We always want 5 and 6 to be friends as defined in the numbering system section. If 5 and 6 are not friends, we visualise two pairs of corners as swapped such that 5 and 6 become friends while keeping the CP case the same. The first swap is always done between "6" and "the friend of 5", so that now 5 and 6 are friends. There are two cases for the second swap. If 5 and 6 initially have the same parity (as in the above picture), we mentally swap the third corner with the same parity with the friend of 6. Else, if 5 and 6 have different parity, then we mentally swap the third pair of friends (i.e. the pair of friends that neither 5 nor 6 is a part of) with each other.
Once we have mentally swapped the required pieces, we look at the parity of 5. If 5 is in an odd position, we read the corners in the order UFL-UBL-UBR-UFR-DFR-DBR; else if 5 is in an even position, we read the corners in the opposite direction. The "thread" along which the corners have to be read is highlighted in orange in the figure above. Reading the thread will give us a permutation of the numbers from 1 to 6. We simply need to ignore the numbers 5 and 6, thus we now have a permutations of the numbers 1, 2, 3 and 4.

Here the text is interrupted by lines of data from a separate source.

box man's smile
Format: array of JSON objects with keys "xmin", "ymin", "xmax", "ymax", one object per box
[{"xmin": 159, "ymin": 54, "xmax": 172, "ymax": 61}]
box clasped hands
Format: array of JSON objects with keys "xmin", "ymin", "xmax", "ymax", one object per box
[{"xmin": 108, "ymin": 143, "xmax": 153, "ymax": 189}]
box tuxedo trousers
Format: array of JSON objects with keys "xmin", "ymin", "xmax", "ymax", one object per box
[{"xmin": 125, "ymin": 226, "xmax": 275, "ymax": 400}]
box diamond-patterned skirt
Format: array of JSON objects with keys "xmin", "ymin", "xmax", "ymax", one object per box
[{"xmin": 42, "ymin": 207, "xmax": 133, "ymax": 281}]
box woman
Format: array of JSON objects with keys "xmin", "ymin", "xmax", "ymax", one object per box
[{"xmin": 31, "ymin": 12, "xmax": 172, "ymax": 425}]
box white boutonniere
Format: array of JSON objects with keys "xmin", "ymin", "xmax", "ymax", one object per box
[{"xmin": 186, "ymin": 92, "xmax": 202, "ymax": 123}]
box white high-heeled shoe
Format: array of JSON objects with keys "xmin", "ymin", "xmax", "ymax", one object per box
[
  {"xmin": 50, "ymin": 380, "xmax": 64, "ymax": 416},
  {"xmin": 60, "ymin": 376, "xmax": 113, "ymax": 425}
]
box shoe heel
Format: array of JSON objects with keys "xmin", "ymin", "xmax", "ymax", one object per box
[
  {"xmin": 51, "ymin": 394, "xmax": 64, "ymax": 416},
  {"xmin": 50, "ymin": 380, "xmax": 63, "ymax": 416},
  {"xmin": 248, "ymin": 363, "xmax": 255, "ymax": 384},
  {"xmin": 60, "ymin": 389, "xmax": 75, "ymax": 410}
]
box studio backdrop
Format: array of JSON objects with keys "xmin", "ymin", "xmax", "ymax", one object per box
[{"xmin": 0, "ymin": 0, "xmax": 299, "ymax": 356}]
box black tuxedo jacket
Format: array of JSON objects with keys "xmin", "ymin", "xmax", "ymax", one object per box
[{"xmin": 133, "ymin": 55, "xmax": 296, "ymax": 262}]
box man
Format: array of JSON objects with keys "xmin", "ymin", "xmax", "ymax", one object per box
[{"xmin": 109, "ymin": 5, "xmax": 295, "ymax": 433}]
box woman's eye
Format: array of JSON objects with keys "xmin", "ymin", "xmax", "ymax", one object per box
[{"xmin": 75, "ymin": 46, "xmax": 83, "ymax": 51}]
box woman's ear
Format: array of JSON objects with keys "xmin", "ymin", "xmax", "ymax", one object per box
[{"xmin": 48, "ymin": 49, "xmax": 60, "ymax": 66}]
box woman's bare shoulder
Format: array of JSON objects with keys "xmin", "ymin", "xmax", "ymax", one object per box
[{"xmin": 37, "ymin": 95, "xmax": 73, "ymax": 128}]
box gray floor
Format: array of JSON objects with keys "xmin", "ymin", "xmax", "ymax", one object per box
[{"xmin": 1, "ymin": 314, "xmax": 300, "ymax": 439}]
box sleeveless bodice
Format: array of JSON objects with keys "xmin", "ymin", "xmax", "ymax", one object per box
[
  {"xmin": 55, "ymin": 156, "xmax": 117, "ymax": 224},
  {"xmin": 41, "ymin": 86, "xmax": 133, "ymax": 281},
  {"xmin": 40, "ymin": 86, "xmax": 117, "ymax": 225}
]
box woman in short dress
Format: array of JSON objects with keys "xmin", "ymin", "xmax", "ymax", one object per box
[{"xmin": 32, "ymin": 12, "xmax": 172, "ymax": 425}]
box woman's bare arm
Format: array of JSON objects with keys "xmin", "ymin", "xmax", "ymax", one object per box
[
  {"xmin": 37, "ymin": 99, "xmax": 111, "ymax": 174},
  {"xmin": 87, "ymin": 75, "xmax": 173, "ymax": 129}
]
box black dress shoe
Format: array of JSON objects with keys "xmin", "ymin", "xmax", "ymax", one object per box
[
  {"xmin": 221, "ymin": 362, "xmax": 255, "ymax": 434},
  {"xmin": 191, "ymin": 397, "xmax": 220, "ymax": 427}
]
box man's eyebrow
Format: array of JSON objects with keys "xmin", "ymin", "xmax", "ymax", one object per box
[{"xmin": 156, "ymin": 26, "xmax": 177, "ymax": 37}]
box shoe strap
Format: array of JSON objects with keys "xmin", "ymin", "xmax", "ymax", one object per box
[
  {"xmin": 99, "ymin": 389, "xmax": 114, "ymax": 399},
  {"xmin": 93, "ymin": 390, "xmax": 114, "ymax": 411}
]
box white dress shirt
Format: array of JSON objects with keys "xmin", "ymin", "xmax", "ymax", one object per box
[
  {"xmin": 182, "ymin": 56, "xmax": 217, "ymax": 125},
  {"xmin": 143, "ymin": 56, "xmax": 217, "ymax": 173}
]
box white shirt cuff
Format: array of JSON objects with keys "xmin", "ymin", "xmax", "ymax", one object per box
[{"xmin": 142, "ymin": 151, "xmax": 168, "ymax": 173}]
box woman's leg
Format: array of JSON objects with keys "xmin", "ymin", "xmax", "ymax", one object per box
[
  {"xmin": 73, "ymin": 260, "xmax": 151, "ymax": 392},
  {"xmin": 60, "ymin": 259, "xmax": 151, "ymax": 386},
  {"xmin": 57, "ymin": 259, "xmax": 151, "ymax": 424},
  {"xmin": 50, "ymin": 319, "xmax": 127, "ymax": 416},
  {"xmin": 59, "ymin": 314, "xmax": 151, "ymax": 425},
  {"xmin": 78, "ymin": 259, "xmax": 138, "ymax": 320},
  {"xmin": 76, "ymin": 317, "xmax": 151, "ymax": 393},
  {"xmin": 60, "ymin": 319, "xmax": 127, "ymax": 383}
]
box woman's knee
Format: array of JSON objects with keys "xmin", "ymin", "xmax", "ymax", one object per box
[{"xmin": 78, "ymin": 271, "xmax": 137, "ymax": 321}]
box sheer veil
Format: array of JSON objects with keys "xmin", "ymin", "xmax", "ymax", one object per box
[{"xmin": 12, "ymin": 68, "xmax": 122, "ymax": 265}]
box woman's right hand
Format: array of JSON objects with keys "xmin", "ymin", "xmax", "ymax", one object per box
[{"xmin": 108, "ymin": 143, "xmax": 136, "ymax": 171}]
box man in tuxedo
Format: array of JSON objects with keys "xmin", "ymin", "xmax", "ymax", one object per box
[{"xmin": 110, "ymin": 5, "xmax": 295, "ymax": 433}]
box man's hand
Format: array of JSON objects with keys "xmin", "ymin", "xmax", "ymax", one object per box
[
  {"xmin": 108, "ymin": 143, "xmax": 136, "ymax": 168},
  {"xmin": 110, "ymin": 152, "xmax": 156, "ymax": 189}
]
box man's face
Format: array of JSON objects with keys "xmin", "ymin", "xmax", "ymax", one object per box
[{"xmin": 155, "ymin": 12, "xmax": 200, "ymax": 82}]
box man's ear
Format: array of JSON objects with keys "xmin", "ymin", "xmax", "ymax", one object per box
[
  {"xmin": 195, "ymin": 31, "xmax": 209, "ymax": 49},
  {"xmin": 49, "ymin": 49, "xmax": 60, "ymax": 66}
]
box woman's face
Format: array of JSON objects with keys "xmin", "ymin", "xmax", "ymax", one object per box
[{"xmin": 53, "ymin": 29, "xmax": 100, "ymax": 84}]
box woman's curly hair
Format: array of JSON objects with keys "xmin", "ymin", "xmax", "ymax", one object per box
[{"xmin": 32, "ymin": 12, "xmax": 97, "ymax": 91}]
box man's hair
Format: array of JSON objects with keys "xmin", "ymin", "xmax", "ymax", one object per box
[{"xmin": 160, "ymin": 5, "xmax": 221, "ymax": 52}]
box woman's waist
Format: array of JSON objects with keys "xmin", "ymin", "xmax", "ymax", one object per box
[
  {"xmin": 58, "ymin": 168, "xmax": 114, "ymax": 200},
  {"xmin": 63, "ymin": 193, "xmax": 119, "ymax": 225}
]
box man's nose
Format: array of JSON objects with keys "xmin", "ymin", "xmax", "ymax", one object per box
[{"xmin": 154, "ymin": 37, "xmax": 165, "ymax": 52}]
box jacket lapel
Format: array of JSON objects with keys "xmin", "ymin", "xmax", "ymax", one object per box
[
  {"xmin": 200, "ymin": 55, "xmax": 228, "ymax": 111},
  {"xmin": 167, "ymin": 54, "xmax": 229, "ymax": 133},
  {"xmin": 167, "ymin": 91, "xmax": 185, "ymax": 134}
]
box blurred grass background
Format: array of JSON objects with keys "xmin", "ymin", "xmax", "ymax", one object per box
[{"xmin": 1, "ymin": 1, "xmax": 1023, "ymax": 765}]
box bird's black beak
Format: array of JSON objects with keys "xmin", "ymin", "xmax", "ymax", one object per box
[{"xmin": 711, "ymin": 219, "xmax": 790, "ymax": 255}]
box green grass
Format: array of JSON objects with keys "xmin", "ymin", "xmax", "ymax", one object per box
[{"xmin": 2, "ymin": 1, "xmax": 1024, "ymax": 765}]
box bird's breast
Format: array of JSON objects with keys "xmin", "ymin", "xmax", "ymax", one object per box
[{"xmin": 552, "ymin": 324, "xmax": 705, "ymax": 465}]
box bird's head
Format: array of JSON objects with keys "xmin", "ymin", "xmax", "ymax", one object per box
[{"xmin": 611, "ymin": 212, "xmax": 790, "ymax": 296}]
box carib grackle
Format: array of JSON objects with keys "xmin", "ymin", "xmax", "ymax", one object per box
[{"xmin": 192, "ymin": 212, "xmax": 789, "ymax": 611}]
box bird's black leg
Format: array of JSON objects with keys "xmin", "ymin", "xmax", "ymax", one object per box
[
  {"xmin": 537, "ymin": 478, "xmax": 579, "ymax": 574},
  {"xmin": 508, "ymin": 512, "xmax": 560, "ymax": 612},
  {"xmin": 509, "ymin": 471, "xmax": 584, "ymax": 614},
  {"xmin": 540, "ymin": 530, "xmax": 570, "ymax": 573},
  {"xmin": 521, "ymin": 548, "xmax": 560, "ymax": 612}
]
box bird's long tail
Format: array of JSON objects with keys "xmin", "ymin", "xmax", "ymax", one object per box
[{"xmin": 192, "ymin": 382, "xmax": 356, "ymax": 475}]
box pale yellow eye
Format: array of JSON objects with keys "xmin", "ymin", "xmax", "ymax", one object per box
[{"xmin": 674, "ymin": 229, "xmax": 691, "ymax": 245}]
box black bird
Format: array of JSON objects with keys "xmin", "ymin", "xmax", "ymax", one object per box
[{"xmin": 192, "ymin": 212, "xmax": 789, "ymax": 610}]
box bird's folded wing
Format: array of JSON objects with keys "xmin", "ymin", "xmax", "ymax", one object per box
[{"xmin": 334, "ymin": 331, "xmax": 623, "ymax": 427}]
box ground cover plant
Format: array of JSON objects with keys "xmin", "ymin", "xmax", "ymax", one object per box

The sequence of 4 numbers obtained in the last substep now has to be converted to an ordered pair of two distinct numbers out of 1, 2 aand 3. This is done by first locating the number 4 in the sequence, and then listing out the cyclically following numbers. An example is given in the image above. There are 6 possible ordered pairs we can remain with, each corresponding to a CP case (for example, 12 indicates solved CP). Given this ordered pair of numbers, we can determine how to solve CP as indicated in the text below
Average movecount: 4 - 5
Average double moves: ~ 1
Algorithms: 0
Once the CP case has been identified, the CP can be solved by swapping a pair of corners. Here is the list of corners that can be swapped in each CP case. Note, any one of the three possible swaps can be done to solve the CP. The ways to perform these swaps are in the execution sections.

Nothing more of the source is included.